Cela est sans doute vrai; mais il faut y ajouter une correction. Si nous voulons effectivement rationaliser le réel (et je rappelle ici la célèbre expression de Hegel: "Ce qui est réel est rationnel, ce qui est rationnel est réel", cela peut arriver par les filtres de l’art, des sciences et de la philosophie.

Mais, qu’est-ce que l’art?

Croce argumente qu’à cette question "on pourrait répondre en plaisantant (mais il ne s'agirait pas d'une bête plaisanterie): que l'art est ce que tous savent ce qu'il est".

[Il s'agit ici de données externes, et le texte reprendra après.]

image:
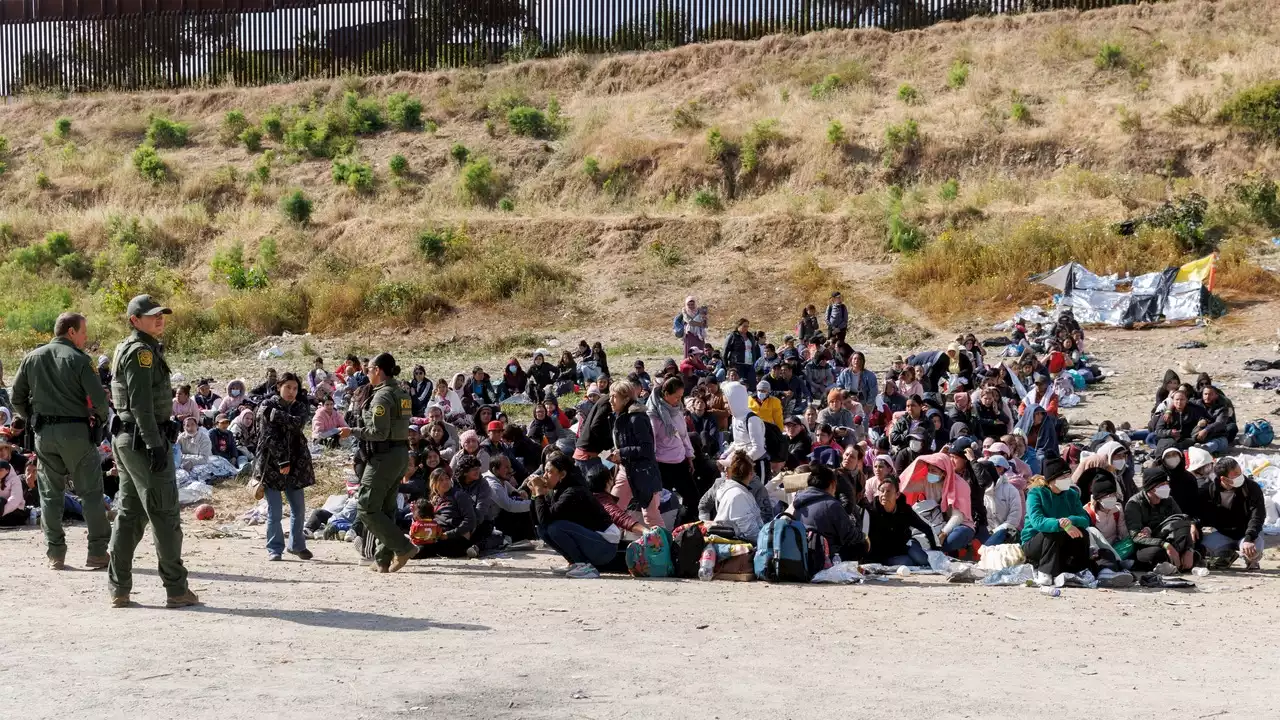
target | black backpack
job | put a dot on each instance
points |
(776, 442)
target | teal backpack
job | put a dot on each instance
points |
(650, 555)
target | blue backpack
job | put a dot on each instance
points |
(782, 551)
(1258, 433)
(650, 555)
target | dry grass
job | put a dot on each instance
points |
(1180, 62)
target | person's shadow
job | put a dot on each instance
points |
(343, 619)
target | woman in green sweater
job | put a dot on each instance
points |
(1055, 533)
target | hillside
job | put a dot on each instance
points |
(598, 191)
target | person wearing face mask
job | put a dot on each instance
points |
(763, 404)
(1055, 533)
(1160, 540)
(947, 504)
(1106, 516)
(1233, 511)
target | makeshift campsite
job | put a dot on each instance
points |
(1168, 296)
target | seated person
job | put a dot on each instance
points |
(1221, 429)
(571, 520)
(1160, 543)
(890, 528)
(735, 504)
(1055, 534)
(947, 502)
(223, 442)
(1106, 523)
(193, 443)
(1004, 505)
(822, 513)
(456, 516)
(1232, 516)
(511, 511)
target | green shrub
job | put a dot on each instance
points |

J’avoue que je ne réussis pas à comprendre ce que l’illustre philosophe veut dire effectivement. Mais une chose est certaine: que pour lui, l’art, en tant que fin en soi ("l’art pour l’art"), sort de n’importe quelle implication éthique, politique, pédagogique, sociale ou autre à laquelle on veut faire allusion: la seule implication véritable est l’implication esthétique. Il y a aussi la thèse aristotélicienne, selon laquelle l’art a une fonction "cathartique" de purification/libération (thèse que Freud appliquera plus tard à la Psychanalyse).

Et, à côté de celle-ci, il y a la thèse de Platon selon laquelle l’art n’est que  l' "imitation de la nature".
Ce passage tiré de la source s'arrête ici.